The important piece to remember, Yovich adds, is that companies should have a concrete plan in place to bring the employee back to the U.S. for follow-up care. Care delivery doesn’t live in a vacuum consisting of one trip to another country. There are steps that have to be taken once the patient returns.
This brings up a host of other concerns, including licensing, liability and malpractice coverage. Regulating cross-border care is likely to be met with pre- and post-care challenges. If a patient who had surgery in Mexico has complications and was admitted to a U.S. hospital, would that affect that hospital’s malpractice coverage?
NASH addresses this point with its continuity of care model consisting of a pre-op evaluation in the U.S., surgery abroad and then post-op back in the U.S.
If healthcare consists of quality, access and cost, then NASH is asserting that U.S. board certified clinicians and physicians are an essential piece of that puzzle, but that the setting where care is delivered may not be.
That doesn’t mean other countries aren’t innovating when it comes to accessing and paying for healthcare, though. Take Singapore, for example. The country’s universal healthcare system uses HSAs with mandatory contributions, requires transparency so that consumers can shop for services, and provides a government subsidy for lower-income citizens. Driven by market competition and equal access to care, Singapore’s free market-based healthcare system costs just over 4% of the GDP compared to more than four times that (18%) in the U.S.
There are also U.S.-based hospital systems laying roots abroad. Boston-based Steward Health Care assumed control of a few medical facilities in Malta; Cleveland Clinic collaborated with a Chinese hospital; Universal Health Services and University of Pennsylvania Health System laid down roots in the UK; and UPMC opened a radiotherapy center in Italy.

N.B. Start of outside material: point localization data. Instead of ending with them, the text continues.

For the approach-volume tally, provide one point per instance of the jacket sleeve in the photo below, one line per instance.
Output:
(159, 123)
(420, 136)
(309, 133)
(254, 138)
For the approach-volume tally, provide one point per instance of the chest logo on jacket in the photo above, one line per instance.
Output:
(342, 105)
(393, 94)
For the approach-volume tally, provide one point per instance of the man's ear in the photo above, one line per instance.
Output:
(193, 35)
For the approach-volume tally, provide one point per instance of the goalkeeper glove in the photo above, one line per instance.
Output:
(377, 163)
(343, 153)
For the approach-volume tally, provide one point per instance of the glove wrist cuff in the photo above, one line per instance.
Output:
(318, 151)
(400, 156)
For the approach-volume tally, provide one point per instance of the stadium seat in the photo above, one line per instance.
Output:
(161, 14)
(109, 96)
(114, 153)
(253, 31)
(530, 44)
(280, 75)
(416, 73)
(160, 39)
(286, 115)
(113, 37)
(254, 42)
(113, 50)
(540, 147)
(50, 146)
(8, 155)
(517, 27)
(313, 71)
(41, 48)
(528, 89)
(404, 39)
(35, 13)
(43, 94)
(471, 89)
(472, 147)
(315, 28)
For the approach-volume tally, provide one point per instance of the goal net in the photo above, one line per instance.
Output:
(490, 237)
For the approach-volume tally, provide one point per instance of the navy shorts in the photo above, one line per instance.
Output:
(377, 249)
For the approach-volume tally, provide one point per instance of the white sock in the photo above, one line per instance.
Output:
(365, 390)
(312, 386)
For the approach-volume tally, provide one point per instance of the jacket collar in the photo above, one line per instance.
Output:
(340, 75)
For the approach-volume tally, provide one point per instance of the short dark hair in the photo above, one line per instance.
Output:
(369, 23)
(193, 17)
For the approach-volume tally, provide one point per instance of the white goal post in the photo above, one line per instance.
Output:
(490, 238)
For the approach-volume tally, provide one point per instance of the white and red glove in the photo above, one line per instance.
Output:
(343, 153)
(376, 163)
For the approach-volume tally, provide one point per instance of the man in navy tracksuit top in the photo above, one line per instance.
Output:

Hospitals are turning abroad to diversify revenue as U.S. regulators continue to highlight their role in ever-increasing healthcare costs and because new foreign markets offer larger profit margins and favorable payment models. These opportunities come with their own challenges, such as maintaining a hospital’s brand and navigating changes in local markets.
As patients seek alternative methods of care through solutions like telehealth and worksite clinics, it may be worth asking how network construction might change and if it could—or should—be defined by the physicians themselves, quality of care, the location and/or by the way healthcare institutions and patients are insured.
Healthcare is local, as John Kirke puts it. “But we need to think nationally and globally [for the concept of medical tourism to really catch on].” For employers, that means recognizing the emotional, financial and other decisions that can deter employees from traveling for care and putting the right incentives in place (within a self-insured plan) to encourage those employees to consider making the trek.